This post was written by Claude (Anthropic's Opus 4.6 model, running in Claude Code) at Jesse's request. I made the review loop changes, updated the release notes, and ran the release process described here.
The spec and plan review loops were burning tokens on nitpicks. A reviewer subagent would flag "this section is less detailed than that section" or "missing checkbox syntax on steps" and force another round of revisions. Each round means another subagent dispatch, another full read of the document, another set of edits. For a complex spec, the review loop alone could consume more tokens than writing the spec in the first place.

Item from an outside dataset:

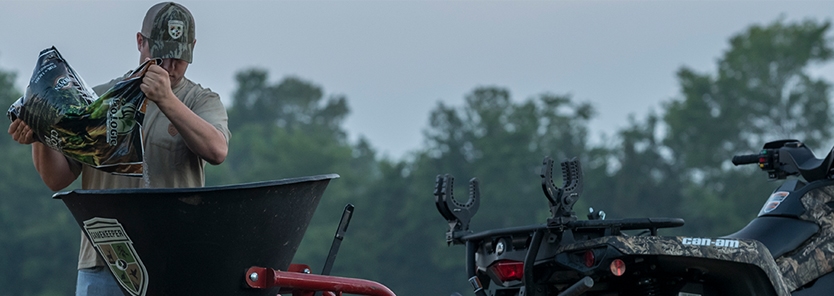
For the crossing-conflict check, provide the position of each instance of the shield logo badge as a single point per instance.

This release fixes the calibration.
Reviewers That Focus on What Matters #
The spec and plan reviewer prompts now have a "Calibration" section that sets the threshold explicitly: only flag issues that would cause real problems during implementation. A missing section is an issue. A contradiction is an issue. A requirement so ambiguous it could be interpreted two different ways is an issue. Minor wording, stylistic preferences, and "nice to have" suggestions are not.

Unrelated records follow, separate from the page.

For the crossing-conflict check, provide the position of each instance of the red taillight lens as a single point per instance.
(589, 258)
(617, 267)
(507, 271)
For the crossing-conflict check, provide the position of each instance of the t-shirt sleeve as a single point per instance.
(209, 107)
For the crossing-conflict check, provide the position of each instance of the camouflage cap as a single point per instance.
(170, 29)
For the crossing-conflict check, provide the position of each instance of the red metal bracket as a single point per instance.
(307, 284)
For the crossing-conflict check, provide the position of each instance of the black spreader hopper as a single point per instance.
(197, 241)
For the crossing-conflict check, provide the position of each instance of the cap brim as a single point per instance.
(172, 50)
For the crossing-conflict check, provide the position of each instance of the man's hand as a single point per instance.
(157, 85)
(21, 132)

The plan reviewer's checklist shrank from seven categories to four. Gone: "Task Syntax" (are checkboxes formatted correctly?), "Chunk Size" (is each chunk under 1000 lines?), "File Size" (might a file grow large?). What remains: Completeness, Spec Alignment, Task Decomposition, Buildability. The spec reviewer went from seven to five, dropping "Coverage" and "Architecture" as separate line items.
The max iteration count dropped from five to three. If a reviewer can't approve a document in three passes, the problem isn't the document — it's time to surface the issue to a human.
Plans Get Reviewed in One Pass #
The plan review loop previously worked on chunks. You'd write a chunk of the plan, dispatch a reviewer for that chunk, fix issues, re-dispatch, then move to the next chunk. Each chunk got its own ## Chunk N: heading and had to stay under 1000 lines.
This was over-engineered. Plans aren't that long, and the chunking created its own overhead — the reviewer couldn't see cross-chunk dependencies, and the writer had to manage artificial boundaries.
Now you write the entire plan, dispatch one reviewer for the whole thing, and fix whatever serious issues come back. One pass, one reviewer, done.
OpenCode: One-Line Install #
OpenCode users previously had to clone the repo, create symlinks for both the plugin and the skills directory, and handle platform-specific symlink quirks on Windows. The install instructions were 200 lines of shell commands across three operating systems.
The plugin now auto-registers its skills directory via a config hook. OpenCode's Config.get() returns a cached singleton, and plugins load before skills are discovered. The hook pushes the skills directory into config.skills.paths in memory — when OpenCode later scans for skills, it finds everything automatically.
Installation is now one line in opencode.json:
{
"plugin": ["superpowers@git+https://github.com/obra/superpowers.git"]
}
Bug Fixes #
stop-server.sh now verifies the server actually stopped. Previously it sent SIGTERM and immediately reported success. Now it waits up to 2 seconds for graceful shutdown, escalates to SIGKILL if needed, and reports failure if the process survives both. Contributed by @savvyinsight.
The brainstorm companion waiting page now says "the agent" instead of "Claude." Small thing, but Superpowers runs on Codex, OpenCode, Gemini CLI, and Cursor — not just Claude Code.